KUANSING - Fenomena "hari kejepit nasional" (harpitnas) pasca-libur Idul Adha 1447 Hijriah menjadi perhatian serius Pemkab Kuansing.
Mengingat adanya celah hari kerja di antara dua libur nasional, Badan Kepegawaian Pendidikan dan Pelatihan (BKPP) Kuansing secara tegas menginstruksikan seluruh Aparatur Sipil Negara (ASN) untuk tidak menambah hari libur secara sepihak.
Berdasarkan kalender resmi, libur Iduladha jatuh pada Rabu dan Kamis, 27-28 Mei 2026. Sementara itu, hari Senin, 1 Juni 2026 merupakan hari libur nasional Hari Lahir Pancasila.
Posisi Jumat, 29 Mei 2026, yang berada tepat di tengah-tengah dinilai rawan memicu lonjakan angka ketidakhadiran pegawai, baik yang bekerja di kantor (work from office) maupun yang terjadwal dalam skema Working From Anywhere (WFA).

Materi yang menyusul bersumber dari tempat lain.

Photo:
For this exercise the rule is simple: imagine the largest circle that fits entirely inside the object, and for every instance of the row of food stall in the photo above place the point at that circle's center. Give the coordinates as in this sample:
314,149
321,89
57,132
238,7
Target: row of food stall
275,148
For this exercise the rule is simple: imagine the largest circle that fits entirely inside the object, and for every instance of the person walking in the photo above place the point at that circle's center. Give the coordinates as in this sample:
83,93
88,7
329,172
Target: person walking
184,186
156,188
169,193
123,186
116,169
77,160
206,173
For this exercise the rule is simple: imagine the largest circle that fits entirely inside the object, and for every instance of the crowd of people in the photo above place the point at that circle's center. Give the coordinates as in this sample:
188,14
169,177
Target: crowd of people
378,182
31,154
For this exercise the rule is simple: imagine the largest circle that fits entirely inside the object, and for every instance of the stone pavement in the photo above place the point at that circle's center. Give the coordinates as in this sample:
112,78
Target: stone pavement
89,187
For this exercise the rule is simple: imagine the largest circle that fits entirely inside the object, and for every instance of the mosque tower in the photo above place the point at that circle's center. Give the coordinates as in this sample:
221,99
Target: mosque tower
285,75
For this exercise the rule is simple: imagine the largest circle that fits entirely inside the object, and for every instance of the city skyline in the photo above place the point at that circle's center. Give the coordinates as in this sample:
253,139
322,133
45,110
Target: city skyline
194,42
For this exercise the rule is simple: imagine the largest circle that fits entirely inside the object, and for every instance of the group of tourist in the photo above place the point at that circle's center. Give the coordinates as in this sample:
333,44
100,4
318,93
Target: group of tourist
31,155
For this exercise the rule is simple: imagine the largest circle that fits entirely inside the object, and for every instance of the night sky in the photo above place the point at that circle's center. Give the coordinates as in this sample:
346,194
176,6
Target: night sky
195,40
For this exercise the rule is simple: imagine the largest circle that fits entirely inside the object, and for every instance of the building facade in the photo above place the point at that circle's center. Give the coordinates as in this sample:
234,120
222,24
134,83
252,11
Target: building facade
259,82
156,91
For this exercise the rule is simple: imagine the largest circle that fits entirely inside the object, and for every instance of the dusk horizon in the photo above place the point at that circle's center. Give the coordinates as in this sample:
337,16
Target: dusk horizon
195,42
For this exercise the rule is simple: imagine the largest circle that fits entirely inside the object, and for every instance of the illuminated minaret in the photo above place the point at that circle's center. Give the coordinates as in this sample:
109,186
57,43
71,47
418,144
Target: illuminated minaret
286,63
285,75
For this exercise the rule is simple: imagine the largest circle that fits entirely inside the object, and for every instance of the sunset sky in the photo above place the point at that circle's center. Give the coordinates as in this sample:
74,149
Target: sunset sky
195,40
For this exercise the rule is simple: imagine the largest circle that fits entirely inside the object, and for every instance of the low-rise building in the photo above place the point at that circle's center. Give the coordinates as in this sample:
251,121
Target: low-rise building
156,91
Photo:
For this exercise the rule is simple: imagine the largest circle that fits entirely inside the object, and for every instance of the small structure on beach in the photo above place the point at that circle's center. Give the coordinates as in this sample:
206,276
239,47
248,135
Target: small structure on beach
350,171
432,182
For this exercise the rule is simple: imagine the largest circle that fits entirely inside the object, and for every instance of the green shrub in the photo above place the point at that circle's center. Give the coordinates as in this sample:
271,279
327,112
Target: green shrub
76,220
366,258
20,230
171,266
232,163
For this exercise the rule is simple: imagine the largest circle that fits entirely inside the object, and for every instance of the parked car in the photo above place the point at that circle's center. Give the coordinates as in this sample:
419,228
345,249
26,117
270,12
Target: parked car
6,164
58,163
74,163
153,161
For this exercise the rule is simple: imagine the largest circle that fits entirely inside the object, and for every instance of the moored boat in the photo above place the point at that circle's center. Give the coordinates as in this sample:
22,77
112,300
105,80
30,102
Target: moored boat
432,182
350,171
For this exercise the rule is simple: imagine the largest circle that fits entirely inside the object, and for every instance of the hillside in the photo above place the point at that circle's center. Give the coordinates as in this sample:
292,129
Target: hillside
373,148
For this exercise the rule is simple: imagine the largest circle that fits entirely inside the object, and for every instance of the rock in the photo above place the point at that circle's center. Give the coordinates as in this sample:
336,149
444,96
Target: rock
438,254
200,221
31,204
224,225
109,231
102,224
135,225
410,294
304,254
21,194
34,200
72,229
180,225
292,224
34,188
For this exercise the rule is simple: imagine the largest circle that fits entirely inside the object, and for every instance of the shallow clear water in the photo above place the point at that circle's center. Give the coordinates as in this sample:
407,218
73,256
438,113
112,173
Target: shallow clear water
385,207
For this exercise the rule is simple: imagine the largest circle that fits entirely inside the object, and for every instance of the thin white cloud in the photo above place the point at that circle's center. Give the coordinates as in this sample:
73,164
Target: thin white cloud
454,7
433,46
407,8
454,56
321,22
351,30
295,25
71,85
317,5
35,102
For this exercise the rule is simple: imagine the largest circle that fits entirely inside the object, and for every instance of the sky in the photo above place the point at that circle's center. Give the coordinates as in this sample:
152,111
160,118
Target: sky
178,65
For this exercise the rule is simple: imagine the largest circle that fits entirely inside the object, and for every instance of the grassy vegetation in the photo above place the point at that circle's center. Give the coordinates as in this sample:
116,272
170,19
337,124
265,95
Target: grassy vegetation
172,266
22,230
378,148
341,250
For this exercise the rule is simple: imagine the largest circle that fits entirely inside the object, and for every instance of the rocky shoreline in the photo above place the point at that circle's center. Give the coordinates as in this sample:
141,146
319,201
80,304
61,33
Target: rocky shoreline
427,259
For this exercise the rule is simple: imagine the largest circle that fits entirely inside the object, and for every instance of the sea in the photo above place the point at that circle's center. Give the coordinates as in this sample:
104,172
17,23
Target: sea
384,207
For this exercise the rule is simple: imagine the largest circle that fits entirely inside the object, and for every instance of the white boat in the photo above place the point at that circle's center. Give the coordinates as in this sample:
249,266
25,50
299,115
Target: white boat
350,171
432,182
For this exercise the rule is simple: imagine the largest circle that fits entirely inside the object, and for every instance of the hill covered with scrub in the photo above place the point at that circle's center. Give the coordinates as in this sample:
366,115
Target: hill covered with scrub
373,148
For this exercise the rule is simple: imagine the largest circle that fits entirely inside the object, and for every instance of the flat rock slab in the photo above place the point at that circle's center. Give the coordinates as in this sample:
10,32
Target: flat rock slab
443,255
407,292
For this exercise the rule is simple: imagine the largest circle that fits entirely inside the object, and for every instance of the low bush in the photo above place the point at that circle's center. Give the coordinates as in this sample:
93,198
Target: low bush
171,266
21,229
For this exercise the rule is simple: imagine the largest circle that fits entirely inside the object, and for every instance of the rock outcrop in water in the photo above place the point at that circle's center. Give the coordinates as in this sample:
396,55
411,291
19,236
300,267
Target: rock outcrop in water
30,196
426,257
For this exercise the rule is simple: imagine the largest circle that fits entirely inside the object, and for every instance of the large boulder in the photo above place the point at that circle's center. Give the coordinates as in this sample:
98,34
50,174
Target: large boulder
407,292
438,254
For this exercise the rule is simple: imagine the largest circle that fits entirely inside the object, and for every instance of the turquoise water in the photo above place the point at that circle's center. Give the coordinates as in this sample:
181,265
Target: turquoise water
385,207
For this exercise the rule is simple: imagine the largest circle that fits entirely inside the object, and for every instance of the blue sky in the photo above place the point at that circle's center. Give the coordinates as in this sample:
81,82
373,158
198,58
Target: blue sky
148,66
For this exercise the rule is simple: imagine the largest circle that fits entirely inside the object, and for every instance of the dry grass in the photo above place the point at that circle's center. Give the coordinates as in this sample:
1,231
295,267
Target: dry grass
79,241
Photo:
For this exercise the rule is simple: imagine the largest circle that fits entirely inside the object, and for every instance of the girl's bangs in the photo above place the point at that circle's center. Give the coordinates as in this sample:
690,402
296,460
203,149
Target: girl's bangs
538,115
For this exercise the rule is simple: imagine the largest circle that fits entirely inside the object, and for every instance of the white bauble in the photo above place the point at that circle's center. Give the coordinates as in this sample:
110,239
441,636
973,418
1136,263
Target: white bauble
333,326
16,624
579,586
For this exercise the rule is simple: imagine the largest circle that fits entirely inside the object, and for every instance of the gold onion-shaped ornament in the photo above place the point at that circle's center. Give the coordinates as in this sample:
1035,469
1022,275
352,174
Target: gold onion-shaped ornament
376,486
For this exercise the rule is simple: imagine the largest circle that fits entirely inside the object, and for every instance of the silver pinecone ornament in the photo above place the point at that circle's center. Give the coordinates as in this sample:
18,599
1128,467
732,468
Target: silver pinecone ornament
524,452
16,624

Menyikapi potensi penurunan kedisiplinan ini, Kepala BKPP Kuansing, Muradi, menyatakan bahwa pemerintah daerah sama sekali tidak memberikan toleransi atau dispensasi tambahan cuti.
“Pasca libur Idul Adha, ASN harus masuk. Tidak ada penambahan hari libur. Hari Jumat wajib masuk. Bagi ASN yang menjalani WFA tetap bekerja seperti Jumat sebelumnya,” ujar Muradi, Rabu (27/5/2026).
Kebijakan fleksibilitas kerja seperti WFA dipastikan bukan menjadi celah bagi pegawai untuk bersantai. Muradi menjelaskan, mekanisme pengawasan berlapis telah disiapkan.
Bagi ASN yang menjalankan tugas dengan sistem WFA di tingkat kecamatan, pihak otoritas kecamatan diwajibkan mengirimkan laporan presensi secara berjenjang dan langsung kepada BKPP.
Sementara untuk pegawai struktural dan staf di pusat pemerintahan, pergerakan dan kehadiran mereka dipantau secara real-time melalui aplikasi absensi elektronik yang terintegrasi.
Sanksi tegas pun menanti bagi mereka yang kedapatan membolos demi memperpanjang masa liburan.
“Sanksi pemotongan TPP (Tambahan Penghasilan Pegawai) bagi ASN telah diterapkan,” kata Muradi.
Sedangkan untuk pegawai dengan status Pegawai Pemerintah dengan Perjanjian Kerja (PPPK), ketidakdisiplinan ini akan menjadi poin negatif dalam catatan evaluasi kontrak kerja mereka.
Selain mengincar pegawai yang sengaja bolos, Muradi juga memberikan catatan khusus terkait kelalaian teknis yang sering merugikan pegawai itu sendiri, yakni lupa melakukan absensi saat jam pulang kerja.
Dalam sistem digitalisasi birokrasi saat ini, presensi yang tidak lengkap otomatis terbaca sebagai pelanggaran disiplin.
“Terkadang pegawai lupa absen pulang, sementara di aplikasi akan terdeteksi bahwa ASN itu pulang lebih awal atau bolos, padahal yang bersangkutan kerja hingga jam kerja berakhir,” jelasnya.
Kelalaian sistematis seperti ini, lanjut Muradi, tetap berujung pada pemotongan TPP karena datanya terkunci secara elektronik dan dilaporkan secara berkala kepada Badan Pemeriksa Keuangan (BPK).
Sebagai penutup rangkaian pengawasan pasca-libur panjang ini, seluruh elemen ASN di lingkungan Pemkab Kuansing juga diwajibkan menghadiri Upacara Hari Lahir Pancasila pada Senin, 1 Juni 2026 mendatang.
Langkah ini diambil sebagai parameter akhir penilaian komitmen pengabdian pegawai.
“Wajib hadir, kita absen. Meski setelah upacara langsung pulang, absensi kita laporkan ke pimpinan sebagai bahan evaluasi,” pungkas Muradi.